Estis Geschichten kreisen um Budapest und seine nervenschwachen Journalisten, verarmte, erfolglose Schriftsteller, um kranke Kinder, ums Schwadronieren und Räsonnieren in verqualmten Kaffeehäusern. Etliche von ihnen tragen sich zu im Ausland, in Frankreich, Deutschland, Italien, in Hotels, Restaurants oder unterwegs im Zug, auf Reisen. Die meisten der Geschichten mögen nach dem ersten Lesen als komisch, geradezu burlesk erscheinen, ihr Protagonist zuweilen als etwas derb und verschlagen. Andere, wie die vom überfahrenen Hut auf der Straße oder der eingeschlossenen Wimper auf dem Zifferblatt der Taschenuhr, mögen manch einem kindlich naiv vorkommen, mitunter belanglos im Getriebe des Alltäglichen. Zur selben Zeit hält Robert Walser seine Reden an einen Ofen und an einen Knopf. Wieder andere, die vom Präsidenten, der immer dann einschläft, wenn der Vortrag beginnt, oder die vom sprachlosen Gespräch mit dem bulgarischen Schaffner, funkeln wie philosophische Bravourstücke über Sinn und Nutzen einer Verkehrung der Welt. Man mag darin die Possenhaftigkeit einer fortgeschrittenen Eulenspiegelei sehen, doch Estis Denken und Handeln reflektiert eine Haltung, die als unberechenbar, prinzipienlos einzustufen ist, ohne dass daraus gefolgert werden könnte, Esti sei ein Amoralist.

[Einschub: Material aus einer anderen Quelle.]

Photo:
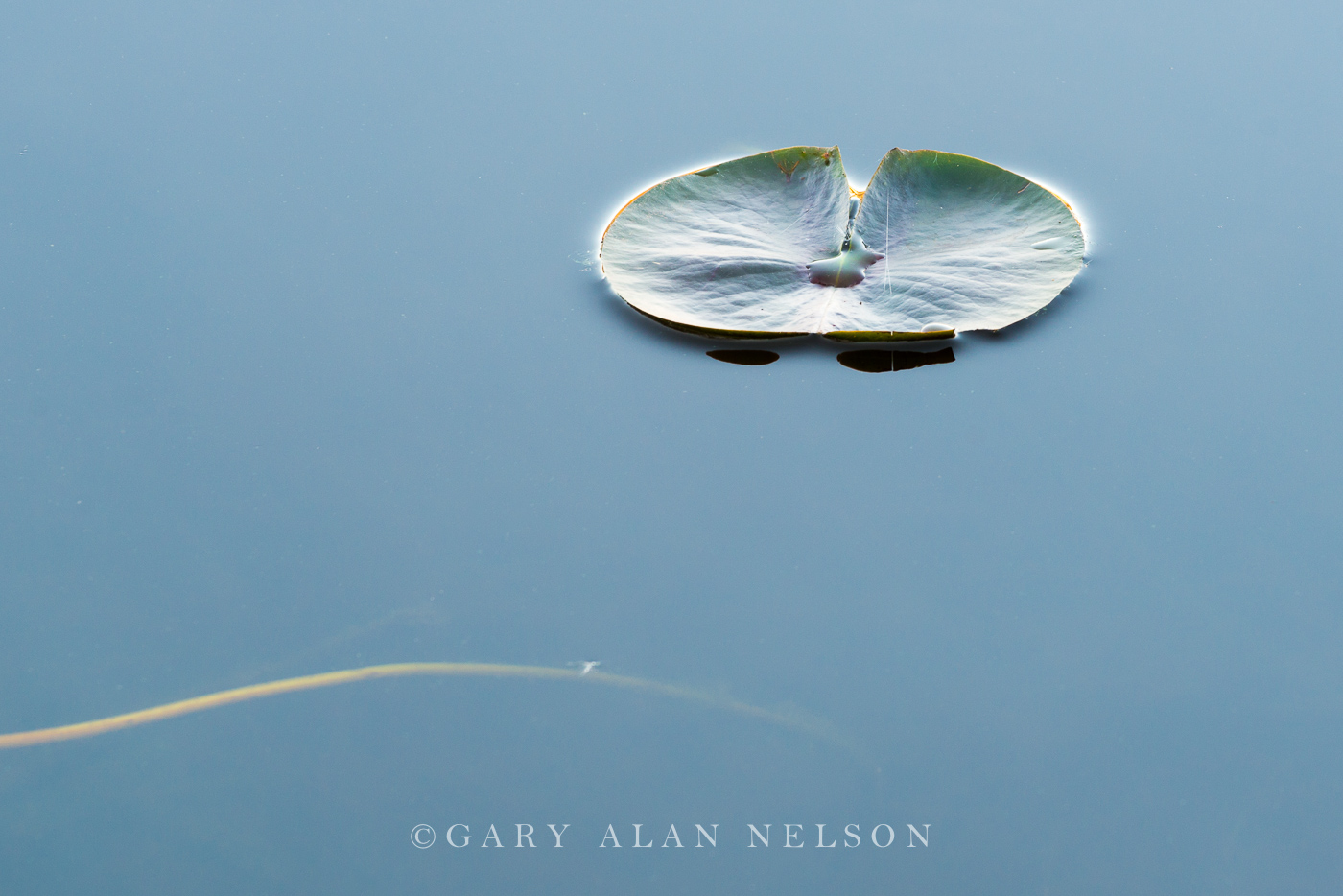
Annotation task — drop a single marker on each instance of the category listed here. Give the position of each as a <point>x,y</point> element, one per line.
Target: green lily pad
<point>779,245</point>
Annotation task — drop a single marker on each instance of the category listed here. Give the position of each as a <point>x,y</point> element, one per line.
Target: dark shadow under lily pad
<point>749,356</point>
<point>873,360</point>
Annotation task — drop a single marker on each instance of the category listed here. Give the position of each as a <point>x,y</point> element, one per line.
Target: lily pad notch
<point>779,245</point>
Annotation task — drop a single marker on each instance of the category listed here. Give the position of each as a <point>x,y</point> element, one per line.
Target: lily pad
<point>779,245</point>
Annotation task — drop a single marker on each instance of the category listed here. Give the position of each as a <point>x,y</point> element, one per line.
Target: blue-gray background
<point>301,369</point>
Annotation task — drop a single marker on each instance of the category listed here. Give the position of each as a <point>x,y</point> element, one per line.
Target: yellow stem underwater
<point>389,671</point>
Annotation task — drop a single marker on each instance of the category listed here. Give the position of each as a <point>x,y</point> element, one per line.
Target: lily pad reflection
<point>748,356</point>
<point>873,360</point>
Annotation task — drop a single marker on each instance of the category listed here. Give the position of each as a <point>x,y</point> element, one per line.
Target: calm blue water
<point>301,369</point>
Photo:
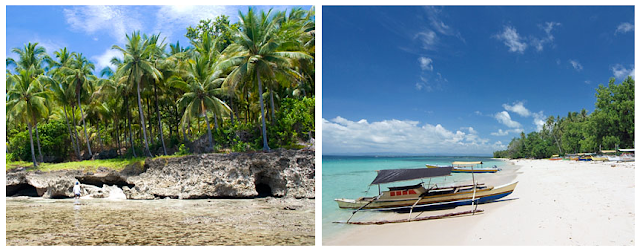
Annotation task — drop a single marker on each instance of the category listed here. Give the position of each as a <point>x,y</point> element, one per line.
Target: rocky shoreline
<point>280,173</point>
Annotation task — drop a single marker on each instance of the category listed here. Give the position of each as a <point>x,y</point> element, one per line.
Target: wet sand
<point>555,203</point>
<point>263,221</point>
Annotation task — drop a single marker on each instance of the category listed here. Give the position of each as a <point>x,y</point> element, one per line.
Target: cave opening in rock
<point>263,190</point>
<point>22,190</point>
<point>262,186</point>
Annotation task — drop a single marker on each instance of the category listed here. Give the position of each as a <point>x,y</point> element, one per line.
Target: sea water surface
<point>350,176</point>
<point>263,221</point>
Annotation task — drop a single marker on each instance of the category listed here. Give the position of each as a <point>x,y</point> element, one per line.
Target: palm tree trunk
<point>164,148</point>
<point>215,120</point>
<point>38,139</point>
<point>85,127</point>
<point>206,118</point>
<point>265,146</point>
<point>75,131</point>
<point>73,143</point>
<point>144,129</point>
<point>273,109</point>
<point>99,137</point>
<point>232,111</point>
<point>150,119</point>
<point>126,105</point>
<point>33,153</point>
<point>115,120</point>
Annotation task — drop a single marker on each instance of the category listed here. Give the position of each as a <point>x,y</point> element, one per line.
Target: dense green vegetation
<point>611,125</point>
<point>238,87</point>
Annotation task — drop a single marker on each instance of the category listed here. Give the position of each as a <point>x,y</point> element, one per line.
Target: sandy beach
<point>555,203</point>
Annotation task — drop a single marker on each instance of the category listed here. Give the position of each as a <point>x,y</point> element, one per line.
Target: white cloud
<point>624,28</point>
<point>548,27</point>
<point>500,132</point>
<point>538,120</point>
<point>512,40</point>
<point>104,60</point>
<point>426,63</point>
<point>620,72</point>
<point>340,135</point>
<point>505,119</point>
<point>538,43</point>
<point>117,21</point>
<point>428,38</point>
<point>518,108</point>
<point>576,65</point>
<point>425,84</point>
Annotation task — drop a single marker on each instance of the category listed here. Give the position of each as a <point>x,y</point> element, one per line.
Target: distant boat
<point>585,158</point>
<point>625,157</point>
<point>472,167</point>
<point>555,157</point>
<point>599,158</point>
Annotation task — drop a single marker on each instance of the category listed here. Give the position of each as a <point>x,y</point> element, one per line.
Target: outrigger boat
<point>419,197</point>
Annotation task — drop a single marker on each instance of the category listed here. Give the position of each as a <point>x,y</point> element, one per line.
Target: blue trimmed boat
<point>418,197</point>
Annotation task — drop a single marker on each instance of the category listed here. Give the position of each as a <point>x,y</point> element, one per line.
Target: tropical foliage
<point>611,125</point>
<point>237,87</point>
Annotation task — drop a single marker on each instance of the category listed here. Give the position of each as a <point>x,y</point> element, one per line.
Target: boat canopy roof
<point>394,175</point>
<point>467,162</point>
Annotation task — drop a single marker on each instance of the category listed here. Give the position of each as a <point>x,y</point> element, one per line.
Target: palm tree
<point>158,62</point>
<point>80,74</point>
<point>117,87</point>
<point>26,99</point>
<point>257,55</point>
<point>31,56</point>
<point>61,93</point>
<point>136,64</point>
<point>203,83</point>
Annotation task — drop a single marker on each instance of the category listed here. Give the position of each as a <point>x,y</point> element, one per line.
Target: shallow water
<point>37,221</point>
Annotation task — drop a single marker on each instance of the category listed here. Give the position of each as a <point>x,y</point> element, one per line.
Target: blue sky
<point>92,30</point>
<point>462,80</point>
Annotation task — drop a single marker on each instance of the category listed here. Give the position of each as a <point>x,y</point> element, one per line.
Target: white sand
<point>555,203</point>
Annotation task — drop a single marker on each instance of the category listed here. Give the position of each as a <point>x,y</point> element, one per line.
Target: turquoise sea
<point>350,176</point>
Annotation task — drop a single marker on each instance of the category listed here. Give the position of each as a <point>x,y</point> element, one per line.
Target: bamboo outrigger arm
<point>355,211</point>
<point>433,217</point>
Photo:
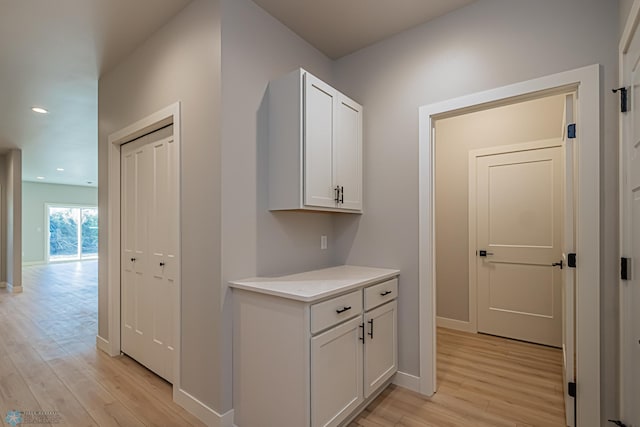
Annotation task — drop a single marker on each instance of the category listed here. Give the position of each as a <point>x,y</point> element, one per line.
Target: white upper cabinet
<point>315,146</point>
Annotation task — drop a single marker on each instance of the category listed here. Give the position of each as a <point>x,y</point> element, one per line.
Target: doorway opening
<point>585,82</point>
<point>499,189</point>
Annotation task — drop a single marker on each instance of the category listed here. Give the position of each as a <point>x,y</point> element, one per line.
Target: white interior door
<point>519,224</point>
<point>319,129</point>
<point>149,250</point>
<point>569,279</point>
<point>630,224</point>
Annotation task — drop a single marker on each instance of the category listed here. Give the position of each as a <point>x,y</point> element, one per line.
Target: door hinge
<point>571,389</point>
<point>623,98</point>
<point>625,264</point>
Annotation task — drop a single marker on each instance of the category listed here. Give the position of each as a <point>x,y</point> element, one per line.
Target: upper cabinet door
<point>319,131</point>
<point>347,153</point>
<point>314,146</point>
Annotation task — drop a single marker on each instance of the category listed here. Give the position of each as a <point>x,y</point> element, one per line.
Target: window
<point>73,233</point>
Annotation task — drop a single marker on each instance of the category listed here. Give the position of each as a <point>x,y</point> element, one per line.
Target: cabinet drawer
<point>380,293</point>
<point>336,310</point>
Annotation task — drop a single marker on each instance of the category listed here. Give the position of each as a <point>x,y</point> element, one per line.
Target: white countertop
<point>314,285</point>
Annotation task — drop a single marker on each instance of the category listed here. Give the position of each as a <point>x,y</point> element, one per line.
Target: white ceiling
<point>340,27</point>
<point>53,52</point>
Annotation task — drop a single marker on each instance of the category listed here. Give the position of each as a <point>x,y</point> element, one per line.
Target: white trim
<point>408,381</point>
<point>626,362</point>
<point>587,82</point>
<point>157,120</point>
<point>13,289</point>
<point>102,344</point>
<point>202,411</point>
<point>30,263</point>
<point>472,206</point>
<point>458,325</point>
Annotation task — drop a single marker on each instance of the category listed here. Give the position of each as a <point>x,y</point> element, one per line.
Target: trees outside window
<point>73,233</point>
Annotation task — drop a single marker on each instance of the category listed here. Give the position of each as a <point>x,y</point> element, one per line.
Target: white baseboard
<point>102,344</point>
<point>30,263</point>
<point>407,381</point>
<point>205,414</point>
<point>14,289</point>
<point>458,325</point>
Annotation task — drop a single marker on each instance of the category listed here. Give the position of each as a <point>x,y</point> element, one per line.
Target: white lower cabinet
<point>350,362</point>
<point>336,373</point>
<point>381,348</point>
<point>339,352</point>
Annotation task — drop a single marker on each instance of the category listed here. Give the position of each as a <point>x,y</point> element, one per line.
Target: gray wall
<point>181,62</point>
<point>487,44</point>
<point>11,235</point>
<point>256,48</point>
<point>35,196</point>
<point>455,137</point>
<point>625,8</point>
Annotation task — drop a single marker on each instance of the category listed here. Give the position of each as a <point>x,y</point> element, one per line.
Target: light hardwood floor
<point>49,360</point>
<point>482,381</point>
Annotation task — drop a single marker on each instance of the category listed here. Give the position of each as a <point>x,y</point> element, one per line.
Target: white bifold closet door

In jeder Erzählung, die Kosztolányi von ihm zum Besten gibt, entwirft er sich neu. Ob das, was er erzählt, wahr oder glaubwürdig ist, steht nicht zur Debatte, denn "in letzter Zeit besteht meine einzige Unterhaltung darin, mir selbst zuzuhören." Jeder der Texte steckt, mal mehr, mal weniger, ein Experimentierfeld ab für das Unmögliche und Unwahrscheinliche. Im Kaffehaus geben der junge Esti und seine Kumpane zuweilen jemandem grundlos eine Ohrfeige, "einfach, um die dann sofort entstehende dramatische Situation zu genießen und gewissermaßen mit ihr zu experimentieren." Schreiben heißt spielen - auch und gerade dann, wenn alles schon verspielt ist. In einer anderen Geschichte um die jungen Leute heißt es folgerichtig: "Die Wörter spielen mit ihnen, und so spielen auch sie. Oder, da ja die Arbeit des Schriftstellers wesentlich ein Spiel ist, sie 'arbeiten'." Als erzählenswert erachtet Esti nicht das fantasielose, formlose Geschwätz, das schmucklos nüchterne Lamentieren über Gott, die Welt und die persönliche jämmerliche Situation. Entscheidend ist nicht die Lage selbst, in der sich jemand befindet, sondern die Art, wie er darüber spricht. Als Elinger, der ihm das Leben gerettet hat, von seinem eigenen Leben erzählt, denkt Esti bei sich: "uninteressant und ohne Inhalt. Nur das ist interessant und hat Inhalt, was eine Form besitzt." Eben weil Elinger in seiner Sprache nicht lebt, weil in ihm die Sprache nicht lebt, stößt Esti ihn in die Donau, aus der jener ihn damals herausgefischt hatte. "Nur über das Unmögliche nachzudenken", bekennt Esti, "hat einen Wert." Und an anderer Stelle: "Nur das Unwahrscheinliche ist wirklich wahrscheinlich, nur das Unglaubwürdige ist wirklich glaubwürdig." Oder es heißt, abermals über die jungen Leute im Kaffeehaus: "Nein, sie waren mit der Schöpfung nicht zufrieden." Mit dem, was ist, nicht zufrieden zu sein, ruft das Spiel auf den Plan, fordert das Experiment heraus, stachelt zum Widerspruch an.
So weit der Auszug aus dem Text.